The program is organized in the following way:

  • Term 1: International relations 1. This term is based on the theoretically pluralist character of the discipline, i.e. it engages different perspectives on IR, providing the foundation for further study. This course also gives students an introduction to current issues and trends in global politics, and their historical background and development. In addition, an introduction to scientific methods and academic writing is given.

  • Term 2: International Relations 2. This course builds on the theoretical and empirical knowledge gained in the first semester, but focuses on specific processes and structures central to the development and operation of the contemporary international system, as well as on questions relating methodology and the research of international relations. The latter includes the writing of a research paper.

  • Term 3: Elective. This semester makes it possible for students to enroll in elective courses, but it is recommended that students chose subjects either related to IR or courses of relevance for future professional careers.

  • Term 4: Elective. This semester also makes it possible for students to enroll in elective courses but it is recommended that students either conduct studies at a university abroad, or do an internship which the program coordinator deems relevant to the study program.

  • Term 5: In–Depth Studies in Global Politics. This course aims to provide students with deepened understanding of theory within the discipline and to broaden their knowledge of the empirical scope of Global Politics. Specific attention is given to global governance and foreign policy strategies.

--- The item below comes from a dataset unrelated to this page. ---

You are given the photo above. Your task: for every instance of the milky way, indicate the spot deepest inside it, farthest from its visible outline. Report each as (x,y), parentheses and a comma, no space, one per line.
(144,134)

  • Term 6: International Relations 3. In the final semester, we focus on analysis of contemporary challenges in Global Politics in relation to more advanced studies of methodology and philosophy of science. Specific attention is given to the research process and the design and completion of a research project. The course ends with a Bachelor Thesis (15 credits).


Course list:

Learning outcomes

After completion of the program, students will be able to

  • Identify and describe, compare and analyze, as well as critically assess and evaluate the theoretical perspectives, research problems, and areas of study germane to the discipline of International Relations
  • Through the application of scientific methods independently identify, seek, collect, and critically compile and interpret material and information relevant to the subject.
  • Orally and in writing participate in a dialogue with different respondents within the academy and in society at large, concerning subject related problems, arguments and solutions.
  • Within allotted time-frames formulate and conduct independent analysis of research problems within international relations, individually as well as in groups.
  • Evaluate relevant scientific, societal, and ethical aspects of their own and others’ independent research products.
  • Independently design, conduct, and present a research project.


Bachelor's degree.

Bachelor of Arts with a major in International Relations.